O fato aqui é que estas histórias, mais livres da cronologia opressora da Casa das Ideias, um pouco mais sombrias e violentas, passaram a ser interessantes válvulas de escape e tubo de ensaio para personagens maiores. Bastava aplicar o selo Marvel Knights em cima e, pronto, tava liberado. A coisa toda durou lindamente até 2013, com mais de 300 números publicados, com experimentações que se estenderam para uma série de outros medalhões da casa (como o Homem-Aranha, que ganhou um thriller de ação pelas mãos de Mark Millar).
O Universo Ultimate só existiria graças aos Marvel Knights, provando que dava pra ousar um pouco mais fora dos GRILHÕES OPRESSORES da tradicional cronologia do universo 616. E com todo o prestígio que ganhou lá dentro, Quesada virou editor-chefe da editora e, mais tarde, tornou-se o atual e popular Chief Creative Officer da Marvel Entertainment.
Agora, 20 anos depois, mais do que apenas celebrar durante a edição 2018 da San Diego Comic-Con, a editora anunciou, dentro de um pequeno evento fechado apenas para distribuidores, que a linha deve voltar ainda este ano.

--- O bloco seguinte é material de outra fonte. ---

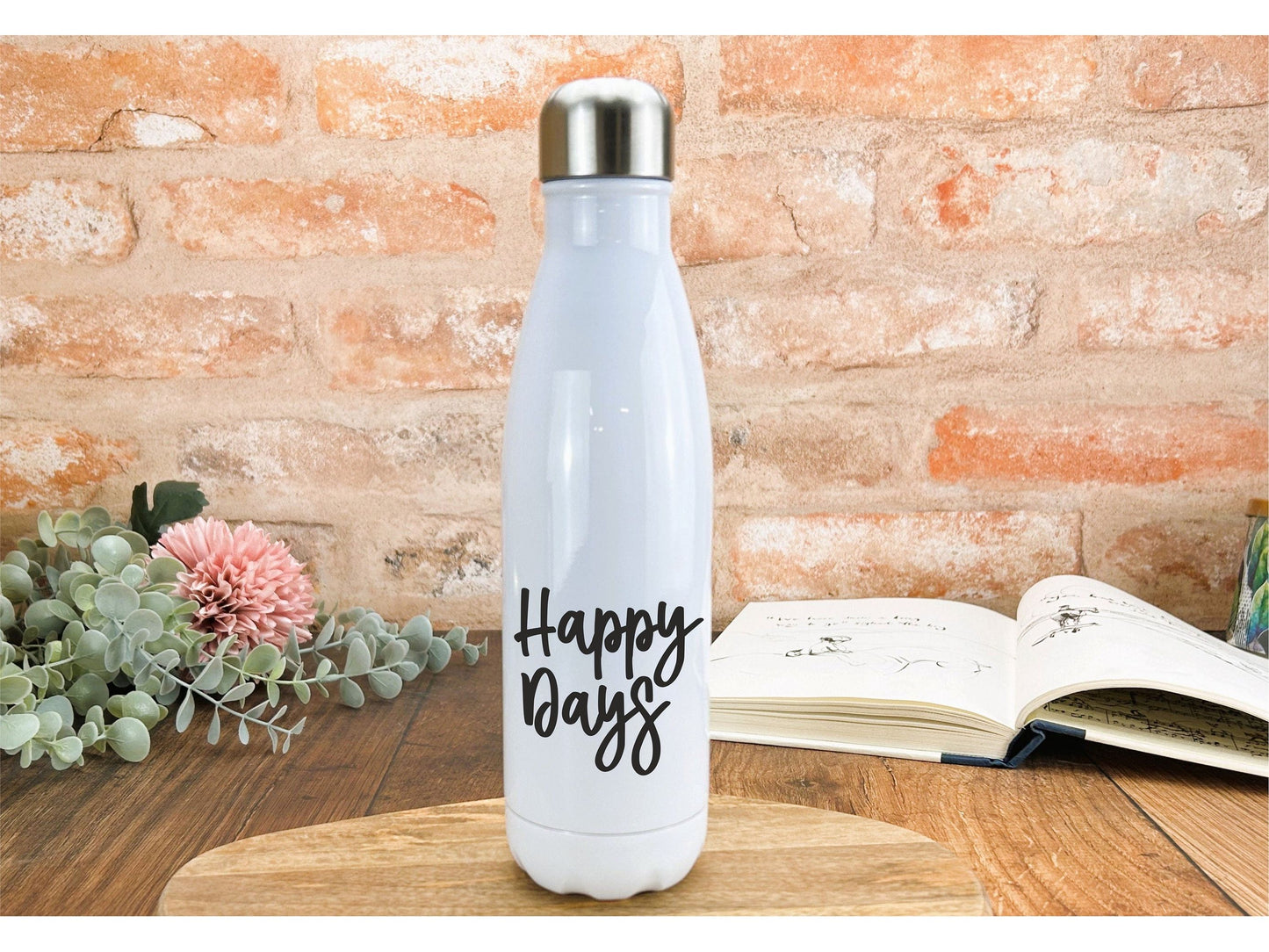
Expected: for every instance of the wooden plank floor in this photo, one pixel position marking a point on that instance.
(1078, 829)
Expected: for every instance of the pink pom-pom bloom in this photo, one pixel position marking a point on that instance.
(244, 583)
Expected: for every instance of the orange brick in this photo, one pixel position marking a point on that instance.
(356, 216)
(864, 322)
(766, 452)
(165, 335)
(448, 566)
(732, 207)
(51, 220)
(1191, 308)
(458, 450)
(45, 465)
(1197, 73)
(168, 94)
(384, 339)
(923, 77)
(315, 546)
(987, 558)
(464, 85)
(1089, 191)
(1186, 566)
(772, 203)
(1109, 444)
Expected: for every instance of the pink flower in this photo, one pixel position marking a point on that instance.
(244, 583)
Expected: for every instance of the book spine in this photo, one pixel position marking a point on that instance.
(1029, 738)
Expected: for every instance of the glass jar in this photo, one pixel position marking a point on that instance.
(1249, 620)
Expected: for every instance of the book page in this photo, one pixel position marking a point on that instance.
(1161, 723)
(1077, 633)
(924, 652)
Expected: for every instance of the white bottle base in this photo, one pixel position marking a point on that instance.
(605, 866)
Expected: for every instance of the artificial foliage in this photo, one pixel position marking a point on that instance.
(97, 646)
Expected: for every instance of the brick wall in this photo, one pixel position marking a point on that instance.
(974, 310)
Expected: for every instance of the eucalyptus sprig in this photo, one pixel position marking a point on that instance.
(97, 645)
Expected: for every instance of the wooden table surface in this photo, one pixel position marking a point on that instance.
(1078, 829)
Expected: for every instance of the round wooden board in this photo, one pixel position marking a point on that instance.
(761, 858)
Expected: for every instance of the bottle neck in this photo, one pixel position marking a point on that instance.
(608, 211)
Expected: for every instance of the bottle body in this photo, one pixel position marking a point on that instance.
(607, 522)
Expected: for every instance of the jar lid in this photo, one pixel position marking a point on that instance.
(607, 126)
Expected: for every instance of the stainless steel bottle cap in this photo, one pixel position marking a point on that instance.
(607, 127)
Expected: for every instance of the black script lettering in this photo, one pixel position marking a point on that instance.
(649, 730)
(615, 710)
(544, 718)
(542, 631)
(674, 653)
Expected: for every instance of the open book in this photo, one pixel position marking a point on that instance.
(943, 681)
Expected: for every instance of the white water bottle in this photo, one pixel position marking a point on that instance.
(607, 518)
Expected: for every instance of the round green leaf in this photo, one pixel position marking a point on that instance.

Ou, bom, quase isso. “Eu vou ser o showrunner desta nova coisa que estamos fazendo”, revelou o roteirista Donny Cates, elogiado recentemente por seus trabalhos à frente dos gibis do Venom e do Thanos (no qual, aliás, lançou a versão cósmica/futura do Motoqueiro Fantasma da qual os fãs gostaram tanto que acabou ganhando HQ própria) e que, segundo consta, está ampliando seu contrato de exclusividade com a empresa justamente pra cuidar deste projeto.

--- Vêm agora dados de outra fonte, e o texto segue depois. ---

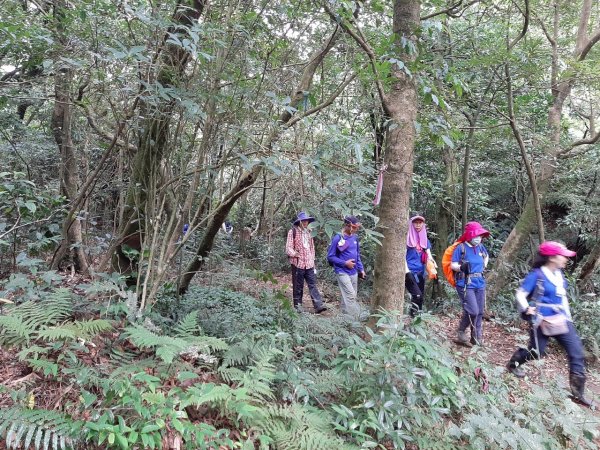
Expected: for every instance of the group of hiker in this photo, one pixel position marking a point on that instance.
(541, 298)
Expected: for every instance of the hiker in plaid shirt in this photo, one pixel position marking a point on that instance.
(300, 248)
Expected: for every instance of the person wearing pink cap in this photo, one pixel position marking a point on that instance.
(469, 260)
(550, 316)
(418, 252)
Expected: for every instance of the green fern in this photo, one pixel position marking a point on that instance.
(22, 322)
(188, 326)
(299, 427)
(42, 429)
(168, 347)
(165, 347)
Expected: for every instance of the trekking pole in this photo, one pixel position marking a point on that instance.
(185, 229)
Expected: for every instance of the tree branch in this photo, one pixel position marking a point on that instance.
(103, 134)
(525, 26)
(452, 11)
(323, 105)
(586, 49)
(367, 49)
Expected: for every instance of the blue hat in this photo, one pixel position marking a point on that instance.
(303, 216)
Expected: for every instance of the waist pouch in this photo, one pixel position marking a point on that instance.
(554, 325)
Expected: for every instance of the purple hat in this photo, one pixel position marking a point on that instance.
(303, 216)
(352, 220)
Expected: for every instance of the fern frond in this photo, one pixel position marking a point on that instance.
(165, 347)
(34, 350)
(43, 365)
(57, 333)
(188, 326)
(89, 328)
(299, 427)
(24, 428)
(13, 331)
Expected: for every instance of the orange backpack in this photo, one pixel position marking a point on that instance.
(447, 261)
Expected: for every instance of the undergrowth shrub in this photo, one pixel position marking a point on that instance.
(225, 313)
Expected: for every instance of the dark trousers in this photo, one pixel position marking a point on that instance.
(569, 341)
(473, 303)
(415, 284)
(298, 277)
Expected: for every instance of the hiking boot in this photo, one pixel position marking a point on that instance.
(321, 309)
(577, 382)
(477, 341)
(516, 369)
(463, 338)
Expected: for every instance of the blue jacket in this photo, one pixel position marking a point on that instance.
(545, 293)
(338, 258)
(413, 259)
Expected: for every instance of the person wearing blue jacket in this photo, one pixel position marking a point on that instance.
(469, 260)
(550, 316)
(344, 256)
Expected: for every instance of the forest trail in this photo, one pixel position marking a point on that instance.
(500, 342)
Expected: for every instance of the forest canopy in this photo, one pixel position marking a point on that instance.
(134, 133)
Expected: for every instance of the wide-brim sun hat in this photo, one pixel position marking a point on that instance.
(303, 216)
(552, 248)
(353, 221)
(472, 230)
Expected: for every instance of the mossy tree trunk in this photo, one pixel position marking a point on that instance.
(400, 104)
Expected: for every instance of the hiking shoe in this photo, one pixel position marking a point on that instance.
(478, 342)
(462, 338)
(321, 309)
(517, 371)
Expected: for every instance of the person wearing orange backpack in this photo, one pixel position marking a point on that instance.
(469, 260)
(418, 252)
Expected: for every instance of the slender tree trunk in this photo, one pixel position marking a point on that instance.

Embora tenha sido recebido, no evento, como uma “ressurreição” da linha, não deve ser nada tão radical — pelo menos, não agora. Tudo começa em novembro, modesto, com o lançamento da edição MK20 #1. A imagem de divulgação, sob o traço do nosso Mike Deodato Jr., indica que teremos o retorno dos quatro personagens originais da linha (pra quem não sacou, o sujeito do lado direito, bem abaixo do Justiceiro, é o Karnak, dos Inumanos, em seu visual mais recente e “arrojado”), naquela pegada bem “somos das ruas e vamos meter a bica na bandidagem”.
Coates está pessoalmente reunindo os times criativos, começando inicialmente por ele (claro) e mais três nomes confirmados: Tini Howard (Hack/Slash), Matthew Rosenberg (Multiple Man) e Vita Ayala (Supergirl).